Let’s play a first game: Breathe out. Think of the coordinates as picking out your person, as related to that point in 4D narrative space. Assume everything is real. Look at how grand you are. You have capacities, memories, hopes, and a reputation. And feelings. And debts. But they are not all here, right now, indexed to those coordinates. The more you look, the less there is of your god-like existence than its scattered, discontinuous distribution elsewhere. These coordinates don’t really suffice to pin you down.

Let’s play a second: Breathe in. Invert. Those coordinates now serve to position everything else with respect to those coordinates (and nothing else).  Those coordinates are arguably the centre of the known and knowing universe.  But they are entirely impersonal. They reveal nothing but the Cartesian fabric of Maya that would have reality both inside and outside you.  There is nothing personal about this. You are irrelevant in this instance.

This Geometry is well known. It is the characterisation of the ineffable ground of being as the circle with centre everywhere and circumference nowhere. But that is absurdly platonic, geometric, smooth, continuous.

Let’s add a third: Dance. We may not find your bank account, your history or your reputation at those coordinates. But we find your body. We incontrovertibly find your body. Breathe out and you solipsistically lay claim to all. Breathe in and you find yourself as dimensionless, irrelevant, without feature.

Finding your body, we understand, slowly, how this breath works. Neither the confident intellect of the first, nor the inanimate expanse of the second (perhaps you think of them differently) can account for the fabric of the immanent present. That has colour, shape, form, and indubitability.

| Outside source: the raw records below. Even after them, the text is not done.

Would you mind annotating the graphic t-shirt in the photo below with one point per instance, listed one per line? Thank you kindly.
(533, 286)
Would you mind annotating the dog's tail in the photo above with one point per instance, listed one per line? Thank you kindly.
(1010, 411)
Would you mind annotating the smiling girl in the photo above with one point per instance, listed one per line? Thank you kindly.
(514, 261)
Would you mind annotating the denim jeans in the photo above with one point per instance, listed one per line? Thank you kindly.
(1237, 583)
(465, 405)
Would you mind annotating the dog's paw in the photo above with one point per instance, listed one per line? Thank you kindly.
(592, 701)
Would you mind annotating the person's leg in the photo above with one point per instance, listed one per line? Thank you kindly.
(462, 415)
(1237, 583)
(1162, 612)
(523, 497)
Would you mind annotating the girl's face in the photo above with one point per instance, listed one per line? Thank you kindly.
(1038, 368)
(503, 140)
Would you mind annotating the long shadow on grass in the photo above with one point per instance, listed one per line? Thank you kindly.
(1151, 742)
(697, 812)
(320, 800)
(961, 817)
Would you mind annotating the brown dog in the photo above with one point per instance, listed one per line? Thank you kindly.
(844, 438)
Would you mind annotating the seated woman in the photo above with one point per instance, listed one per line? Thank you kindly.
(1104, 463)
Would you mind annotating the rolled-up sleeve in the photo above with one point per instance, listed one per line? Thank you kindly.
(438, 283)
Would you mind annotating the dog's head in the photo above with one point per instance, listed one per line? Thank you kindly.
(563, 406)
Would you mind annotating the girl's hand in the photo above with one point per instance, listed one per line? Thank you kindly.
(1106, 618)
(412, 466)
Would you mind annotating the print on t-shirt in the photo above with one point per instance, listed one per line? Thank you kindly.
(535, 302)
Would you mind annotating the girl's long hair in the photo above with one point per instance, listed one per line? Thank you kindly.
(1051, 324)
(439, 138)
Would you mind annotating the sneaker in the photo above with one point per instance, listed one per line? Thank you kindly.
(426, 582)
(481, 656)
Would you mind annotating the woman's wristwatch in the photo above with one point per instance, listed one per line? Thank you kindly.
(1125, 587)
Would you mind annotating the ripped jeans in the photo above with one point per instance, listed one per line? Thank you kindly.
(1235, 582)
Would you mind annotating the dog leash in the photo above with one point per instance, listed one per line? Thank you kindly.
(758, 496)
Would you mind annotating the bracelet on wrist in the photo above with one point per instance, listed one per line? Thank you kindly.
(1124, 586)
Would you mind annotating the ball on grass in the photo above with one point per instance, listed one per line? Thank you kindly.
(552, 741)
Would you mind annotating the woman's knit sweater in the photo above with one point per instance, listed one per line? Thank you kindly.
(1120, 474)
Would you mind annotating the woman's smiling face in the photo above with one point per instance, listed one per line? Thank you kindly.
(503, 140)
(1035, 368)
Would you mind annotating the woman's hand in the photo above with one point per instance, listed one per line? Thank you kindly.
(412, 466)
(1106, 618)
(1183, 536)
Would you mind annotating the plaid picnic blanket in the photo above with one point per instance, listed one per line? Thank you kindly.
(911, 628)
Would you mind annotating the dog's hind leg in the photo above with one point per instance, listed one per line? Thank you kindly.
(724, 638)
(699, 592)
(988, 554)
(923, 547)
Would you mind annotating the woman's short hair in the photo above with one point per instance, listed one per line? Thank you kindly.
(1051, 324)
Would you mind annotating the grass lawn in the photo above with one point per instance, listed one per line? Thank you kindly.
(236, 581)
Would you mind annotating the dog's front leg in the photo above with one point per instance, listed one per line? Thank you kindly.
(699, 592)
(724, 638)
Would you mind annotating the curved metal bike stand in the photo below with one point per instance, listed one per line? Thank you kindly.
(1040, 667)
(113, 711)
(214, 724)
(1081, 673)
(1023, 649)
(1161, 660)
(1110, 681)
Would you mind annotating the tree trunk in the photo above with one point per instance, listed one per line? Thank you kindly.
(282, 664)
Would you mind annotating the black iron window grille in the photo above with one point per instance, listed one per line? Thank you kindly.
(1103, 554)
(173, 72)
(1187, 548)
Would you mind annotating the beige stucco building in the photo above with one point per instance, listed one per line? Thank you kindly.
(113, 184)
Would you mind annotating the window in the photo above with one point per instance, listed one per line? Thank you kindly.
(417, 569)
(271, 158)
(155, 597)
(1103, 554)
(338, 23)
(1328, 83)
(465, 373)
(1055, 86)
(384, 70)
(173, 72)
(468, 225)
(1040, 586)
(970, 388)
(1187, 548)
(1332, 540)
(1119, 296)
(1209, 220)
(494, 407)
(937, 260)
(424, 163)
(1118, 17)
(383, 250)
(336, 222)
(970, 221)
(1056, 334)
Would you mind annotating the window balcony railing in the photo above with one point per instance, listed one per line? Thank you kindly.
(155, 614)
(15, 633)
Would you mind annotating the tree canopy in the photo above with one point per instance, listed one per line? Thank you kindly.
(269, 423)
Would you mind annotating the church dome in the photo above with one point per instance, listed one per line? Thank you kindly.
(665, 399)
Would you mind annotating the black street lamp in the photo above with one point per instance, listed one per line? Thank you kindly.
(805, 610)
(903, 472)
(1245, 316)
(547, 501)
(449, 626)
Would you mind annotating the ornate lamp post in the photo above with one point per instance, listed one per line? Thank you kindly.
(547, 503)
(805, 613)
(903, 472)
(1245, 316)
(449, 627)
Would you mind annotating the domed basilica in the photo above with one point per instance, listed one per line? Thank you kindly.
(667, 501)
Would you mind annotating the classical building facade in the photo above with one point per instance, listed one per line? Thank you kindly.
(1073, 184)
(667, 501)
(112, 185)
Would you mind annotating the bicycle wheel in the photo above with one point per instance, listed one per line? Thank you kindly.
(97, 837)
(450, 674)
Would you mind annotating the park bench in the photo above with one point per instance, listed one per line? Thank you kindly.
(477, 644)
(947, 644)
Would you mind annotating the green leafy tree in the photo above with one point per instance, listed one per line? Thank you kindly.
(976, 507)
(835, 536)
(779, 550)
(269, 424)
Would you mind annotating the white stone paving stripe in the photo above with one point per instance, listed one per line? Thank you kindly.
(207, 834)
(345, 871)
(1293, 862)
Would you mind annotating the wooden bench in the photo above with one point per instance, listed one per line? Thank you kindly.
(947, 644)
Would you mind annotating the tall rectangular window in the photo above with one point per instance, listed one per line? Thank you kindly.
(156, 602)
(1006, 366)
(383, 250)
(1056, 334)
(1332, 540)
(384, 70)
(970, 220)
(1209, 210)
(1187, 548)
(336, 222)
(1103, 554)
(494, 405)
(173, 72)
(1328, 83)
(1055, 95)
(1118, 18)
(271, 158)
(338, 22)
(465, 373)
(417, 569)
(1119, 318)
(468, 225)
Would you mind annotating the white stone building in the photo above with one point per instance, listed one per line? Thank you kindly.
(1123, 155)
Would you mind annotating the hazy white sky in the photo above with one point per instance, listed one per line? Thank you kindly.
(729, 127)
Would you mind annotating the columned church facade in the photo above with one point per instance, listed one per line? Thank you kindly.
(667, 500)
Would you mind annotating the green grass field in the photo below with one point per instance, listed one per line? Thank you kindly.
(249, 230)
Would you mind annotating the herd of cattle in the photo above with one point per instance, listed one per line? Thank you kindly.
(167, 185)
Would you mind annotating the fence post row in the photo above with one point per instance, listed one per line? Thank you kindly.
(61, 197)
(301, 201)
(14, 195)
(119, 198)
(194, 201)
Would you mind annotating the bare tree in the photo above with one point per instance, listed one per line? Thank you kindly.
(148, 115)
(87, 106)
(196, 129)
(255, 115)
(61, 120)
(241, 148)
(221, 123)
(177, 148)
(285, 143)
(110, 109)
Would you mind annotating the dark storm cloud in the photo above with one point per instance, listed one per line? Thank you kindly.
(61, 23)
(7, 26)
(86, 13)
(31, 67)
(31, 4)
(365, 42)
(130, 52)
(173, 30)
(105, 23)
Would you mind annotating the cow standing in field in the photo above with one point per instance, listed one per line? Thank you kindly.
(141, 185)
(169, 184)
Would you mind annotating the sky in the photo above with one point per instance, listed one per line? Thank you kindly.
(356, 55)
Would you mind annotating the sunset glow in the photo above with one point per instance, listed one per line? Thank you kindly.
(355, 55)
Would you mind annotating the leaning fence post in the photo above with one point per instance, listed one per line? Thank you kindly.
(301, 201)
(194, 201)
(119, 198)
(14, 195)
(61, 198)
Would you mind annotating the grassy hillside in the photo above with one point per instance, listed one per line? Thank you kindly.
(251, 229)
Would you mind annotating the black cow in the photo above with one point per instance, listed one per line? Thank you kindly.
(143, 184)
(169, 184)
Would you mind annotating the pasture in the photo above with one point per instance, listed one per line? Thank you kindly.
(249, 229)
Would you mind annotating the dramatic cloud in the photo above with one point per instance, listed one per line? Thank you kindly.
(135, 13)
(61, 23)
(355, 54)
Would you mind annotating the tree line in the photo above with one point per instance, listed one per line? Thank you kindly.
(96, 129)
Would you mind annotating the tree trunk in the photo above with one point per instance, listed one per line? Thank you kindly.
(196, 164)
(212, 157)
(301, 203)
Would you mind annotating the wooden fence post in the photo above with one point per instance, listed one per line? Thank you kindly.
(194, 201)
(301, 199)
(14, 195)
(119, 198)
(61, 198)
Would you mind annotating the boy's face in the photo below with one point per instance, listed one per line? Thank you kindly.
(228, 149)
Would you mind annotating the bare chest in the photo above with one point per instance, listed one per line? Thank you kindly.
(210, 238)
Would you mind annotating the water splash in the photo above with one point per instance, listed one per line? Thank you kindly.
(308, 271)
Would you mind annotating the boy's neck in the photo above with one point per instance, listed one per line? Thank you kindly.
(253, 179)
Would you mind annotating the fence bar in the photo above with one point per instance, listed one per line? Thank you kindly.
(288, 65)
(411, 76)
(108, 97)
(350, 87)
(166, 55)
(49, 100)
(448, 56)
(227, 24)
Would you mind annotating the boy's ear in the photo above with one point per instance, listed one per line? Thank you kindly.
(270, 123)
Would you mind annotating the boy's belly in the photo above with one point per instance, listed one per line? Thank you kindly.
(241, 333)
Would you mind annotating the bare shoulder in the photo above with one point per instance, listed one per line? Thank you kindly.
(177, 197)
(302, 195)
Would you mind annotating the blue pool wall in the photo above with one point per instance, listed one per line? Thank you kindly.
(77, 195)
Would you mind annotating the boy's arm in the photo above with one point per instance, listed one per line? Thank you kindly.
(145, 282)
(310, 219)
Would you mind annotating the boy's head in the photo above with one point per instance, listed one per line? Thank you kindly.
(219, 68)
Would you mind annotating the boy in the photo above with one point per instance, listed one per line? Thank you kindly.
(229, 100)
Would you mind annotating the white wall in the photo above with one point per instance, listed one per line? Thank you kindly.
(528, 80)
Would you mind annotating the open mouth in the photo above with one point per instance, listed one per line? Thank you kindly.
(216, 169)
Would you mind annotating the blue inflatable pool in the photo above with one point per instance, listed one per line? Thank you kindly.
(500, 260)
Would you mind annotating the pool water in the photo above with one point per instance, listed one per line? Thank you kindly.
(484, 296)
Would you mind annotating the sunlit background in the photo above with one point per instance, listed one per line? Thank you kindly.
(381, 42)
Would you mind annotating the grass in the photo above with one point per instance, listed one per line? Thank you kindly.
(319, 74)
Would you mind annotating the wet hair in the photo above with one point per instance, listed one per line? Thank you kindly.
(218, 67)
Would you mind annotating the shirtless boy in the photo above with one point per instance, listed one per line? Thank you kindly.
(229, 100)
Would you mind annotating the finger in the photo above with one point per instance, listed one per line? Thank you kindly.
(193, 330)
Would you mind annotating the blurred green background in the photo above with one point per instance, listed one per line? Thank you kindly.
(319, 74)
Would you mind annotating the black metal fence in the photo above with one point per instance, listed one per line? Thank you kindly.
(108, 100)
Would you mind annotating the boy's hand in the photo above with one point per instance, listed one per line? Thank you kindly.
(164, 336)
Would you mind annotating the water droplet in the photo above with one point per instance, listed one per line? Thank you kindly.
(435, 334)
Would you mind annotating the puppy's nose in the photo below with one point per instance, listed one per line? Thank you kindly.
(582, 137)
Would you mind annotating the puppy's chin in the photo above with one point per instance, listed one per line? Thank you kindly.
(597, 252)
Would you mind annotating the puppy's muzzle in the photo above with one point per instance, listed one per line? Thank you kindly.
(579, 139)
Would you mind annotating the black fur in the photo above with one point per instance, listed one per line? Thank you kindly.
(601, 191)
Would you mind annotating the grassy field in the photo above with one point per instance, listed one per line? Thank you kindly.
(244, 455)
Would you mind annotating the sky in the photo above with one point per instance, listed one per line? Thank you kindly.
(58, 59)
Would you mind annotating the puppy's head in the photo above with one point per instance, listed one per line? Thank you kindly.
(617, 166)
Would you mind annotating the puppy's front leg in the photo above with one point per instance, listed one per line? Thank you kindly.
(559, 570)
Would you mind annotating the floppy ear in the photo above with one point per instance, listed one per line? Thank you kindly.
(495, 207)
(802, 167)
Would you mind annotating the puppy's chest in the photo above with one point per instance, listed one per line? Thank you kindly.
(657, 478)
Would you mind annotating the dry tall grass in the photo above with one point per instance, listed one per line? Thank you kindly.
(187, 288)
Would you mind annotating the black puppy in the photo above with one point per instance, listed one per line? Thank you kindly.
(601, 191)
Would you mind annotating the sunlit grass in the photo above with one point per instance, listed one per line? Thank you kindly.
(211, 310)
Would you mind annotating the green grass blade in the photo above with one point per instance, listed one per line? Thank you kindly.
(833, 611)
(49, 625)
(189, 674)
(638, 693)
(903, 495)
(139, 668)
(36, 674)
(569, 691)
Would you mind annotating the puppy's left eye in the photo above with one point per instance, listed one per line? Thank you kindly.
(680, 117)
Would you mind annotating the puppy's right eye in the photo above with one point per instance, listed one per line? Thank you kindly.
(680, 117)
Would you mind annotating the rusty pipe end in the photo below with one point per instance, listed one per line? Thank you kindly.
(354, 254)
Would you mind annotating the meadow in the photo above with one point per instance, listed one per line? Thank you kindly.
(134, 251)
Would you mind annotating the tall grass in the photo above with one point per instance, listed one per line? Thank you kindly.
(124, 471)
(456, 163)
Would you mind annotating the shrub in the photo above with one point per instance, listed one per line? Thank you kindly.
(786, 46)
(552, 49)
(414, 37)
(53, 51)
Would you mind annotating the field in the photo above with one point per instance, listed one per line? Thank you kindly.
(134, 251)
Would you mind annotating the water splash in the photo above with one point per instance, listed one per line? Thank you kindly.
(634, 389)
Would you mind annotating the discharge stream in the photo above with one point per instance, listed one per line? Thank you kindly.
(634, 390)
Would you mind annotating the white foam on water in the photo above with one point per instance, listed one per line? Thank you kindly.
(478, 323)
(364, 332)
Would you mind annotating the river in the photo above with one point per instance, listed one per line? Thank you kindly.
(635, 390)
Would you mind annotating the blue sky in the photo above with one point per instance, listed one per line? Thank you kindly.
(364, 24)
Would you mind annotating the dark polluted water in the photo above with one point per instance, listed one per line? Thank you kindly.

Having turned ourselves inside out (one at a time, please!), we return to the point of inversion and find a body that moves, animated by many currents. It dances to many tunes.

Trost and Instruction

I am, what I am not

  • You are not excused from the paradox at the heart of knowing
  • You are not responsible for the paradox at the heart of being

The act of description must appear difficult for one who is in media res.

Scripture is fine

Scripture, done well, provides axioms. The problem is not scripture. The problem is the canon. Which becomes indubitable?  Where are the boundaries?  We can probe for the boundaries, with ever expanding horizons, through our collective activity.

One way to read the P-H framework

Hilbert’s 6th problem is “Can physics be axiomatized?”

Within P-H we approach this to provide a local solution, rather than a global one. We then seek to maximise the local. Unifying the visions of Parmenides and Heraclitus would achieve that in the (unreachable) limit.

Given the role of embodied discussion, we posit axioms as indubitable, renewable Eigenforms.

Unknown God

Unknown God is the name of my new band. You only come across it where Gods are numerous and local. You find it with saints too. Usually, attribution in pictures or statues is pretty confident. This is Saint Jerome. Often there are obvious reasons. The cardinal’s hat, the eyes on a plate, the hair shirt, these identify for a large community. But often the Gods and saints are less well known. But they are identified with confidence. This is Adanimuprkupshal, the vengeful, this is Saint Cadwallader, and so on. Furthermore, once there is a name, there are often stock anecdotes, little aphorisms, or merely gee-gaws and trinkets, that are trotted out, because this is how these figures, these identities have survived over centuries.

So what survives over millennia? What coarse strokes, what low frequencies, what framings?

Genitum, Non Factum

In articulating the P-H framework, and in extending that to consideration of symbolisation and the relation of M2 embedding, with its attendant contact theory, to M3 mediation, with its attendant representational theory, we have a useful stance for discussing questions frequently dubbed theological, rather than philosophical. The old Genitum, Non Factum, can be seen as such a shift, so that one urgently asks, with what and whom am I continuous?